“Big Jato”, de Claudio Assis
Um dos assuntos mais comentados durante a 48ª edição do Festival de Brasília do Cinema Brasileiro, que terminou na última terça-feira (22), foi a seleção irregular dos longas-metragens. Dos 130 inscritos, seis foram para a mostra competitiva, sendo pelo menos três deles praticamente impossíveis de premiar, como foi observado pelas escolhas do júri oficial. Os prêmios principais, no total de 12, foram divididos basicamente entre o pernambucano “Big Jato”, de Claudio Assis, e o paranaense “Para Minha Amada Morta”, de Aly Muritiba.
O filme de Muritiba se destacou nas categorias técnicas (montagem, direção de arte e fotografia, além de direção e atriz e ator coadjuvantes), mas incoerentemente não foi eleito o melhor filme do ano. Os jurados renderam-se, não apenas pelas poucas opções, a “Big Jato”, que levou melhor filme, ator, atriz, roteiro e trilha sonora. Entre vaias e aplausos, Claudio Assis teve outra chance de responder os xingamentos durante a cerimônia de encerramento, saindo vitorioso em um ano que não foi dele, independente das polêmicas.
“Fome”, de Cristiano Burlan, faturou com dois troféus: som e prêmio especial do júri para a performance de Jean-Claude Bernardet. Dos três ignorados – com toda razão – pelos jurados, o documentário “Santoro – O Homem e sua Música”, de John Howard Szerman, acabou encontrando espaço na Mostra Brasília, onde também competia, e levou três prêmios. O Festival possui uma mostra de produções locais, mas sempre tenta encaixar um representante brasiliense na competitiva principal.
Faz certíssimo ao valorizar a produção regional, mas quando o critério de seleção é apenas esse em detrimento da qualidade da obra, tudo se torna questionável. “Santoro – O Homem e sua Música” é um retalho de desagradáveis erros de formato e pesquisa.
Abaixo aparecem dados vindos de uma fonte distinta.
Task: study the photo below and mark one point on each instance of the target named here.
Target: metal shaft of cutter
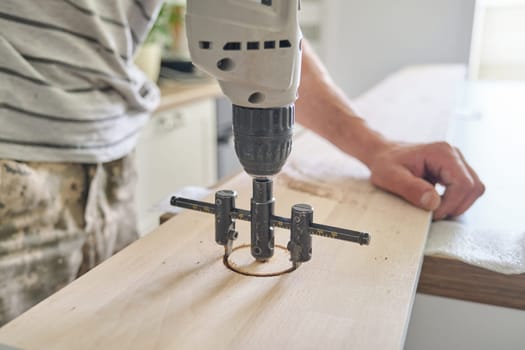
(361, 238)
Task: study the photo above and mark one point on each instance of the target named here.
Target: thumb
(402, 182)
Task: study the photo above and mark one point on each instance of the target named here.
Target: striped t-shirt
(69, 91)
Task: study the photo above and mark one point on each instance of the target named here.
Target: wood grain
(170, 290)
(454, 279)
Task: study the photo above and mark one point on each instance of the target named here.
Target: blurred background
(361, 42)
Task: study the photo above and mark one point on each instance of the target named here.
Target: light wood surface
(170, 290)
(488, 128)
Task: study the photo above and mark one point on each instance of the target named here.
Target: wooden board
(170, 290)
(454, 279)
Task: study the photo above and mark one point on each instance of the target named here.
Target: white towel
(497, 250)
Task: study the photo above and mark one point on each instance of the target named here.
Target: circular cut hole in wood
(242, 261)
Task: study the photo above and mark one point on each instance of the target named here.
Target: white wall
(364, 40)
(440, 323)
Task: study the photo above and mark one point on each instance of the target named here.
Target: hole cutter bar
(262, 219)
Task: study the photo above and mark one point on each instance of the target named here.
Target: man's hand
(411, 171)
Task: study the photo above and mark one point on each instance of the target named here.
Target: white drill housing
(252, 47)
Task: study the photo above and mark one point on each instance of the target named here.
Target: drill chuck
(263, 138)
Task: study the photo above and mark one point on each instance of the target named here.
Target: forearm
(323, 108)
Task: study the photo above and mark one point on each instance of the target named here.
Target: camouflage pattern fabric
(57, 221)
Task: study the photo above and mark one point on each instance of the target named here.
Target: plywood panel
(171, 290)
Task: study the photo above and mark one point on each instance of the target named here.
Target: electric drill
(253, 49)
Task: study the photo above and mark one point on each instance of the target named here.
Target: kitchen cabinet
(177, 148)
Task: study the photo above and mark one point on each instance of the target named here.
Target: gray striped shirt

Por mais que a vida do músico e maestro Claudio Santoro tenha muito a ser explorada, Szerman apela para a abordagem piegas, cuja qualidade cinematográfica é inexistente.
O mesmo pode ser dito de “Prova de Coragem”, ficção de Roberto Gervitz que saiu sem prêmio algum. Estrelado por Mariana Ximenes e Armando Babaioff, o longa jamais engrena e sofre com a falta de química, ritmo e contundência do roteiro. Sorte mesmo teve “A Família Dionti”, filme carioca dirigido por Alan Minas que, pelo menos, conseguiu o título de melhor longa na opinião do júri popular. Uma boa consolação.
“Quintal”, de André Novais Oliveira
Curtas-metragens
Se os longas deixaram a desejar em relação ao que se espera do Festival de Brasília, os curtas tiveram um desempenho superior. O mineiro “Quintal”, de André Novais Oliveira, cativou público e especialistas, faturando os prêmios de melhor curta, atriz e roteiro. A trama acompanha um casal que enfrenta uma rotina comicamente comum, com uma pitada de ficção científica.
Destaque também para “A Outra Margem” (MS), de Nathália Tereza, que faturou os prêmios de melhor direção e melhor curta na opinião da crítica. A trama acompanha um agroboy em busca de descobrir e controlar seus sentimentos por uma garota. A preciosidade do curta está não apenas em sua realização impecável, mas por jogar um olhar feminino na vida de um homem aparentemente impenetrável, além de usar a música como condutor narrativo dos sentimentos do protagonista. Ao agradecer o prêmio, a cineasta falou sobre a representatividade feminina no cinema brasileiro, em um dos momentos mais bonitos da noite de premiação.
“História de uma Pena”, de Leonardo Mouramateus
Cearenses
Esse ano, um curta e um média cearenses competiram em Brasília. “Cidade Nova”, de Diego Hoefel, faturou o Candango de melhor ator para João Campos, na pele de um jovem que volta à sua cidade natal. A melancolia da inadequação do protagonista naquele espaço supostamente familiar explora os silêncios entre ele e a cidade, por meio de um trabalho exigente de construção de personagem.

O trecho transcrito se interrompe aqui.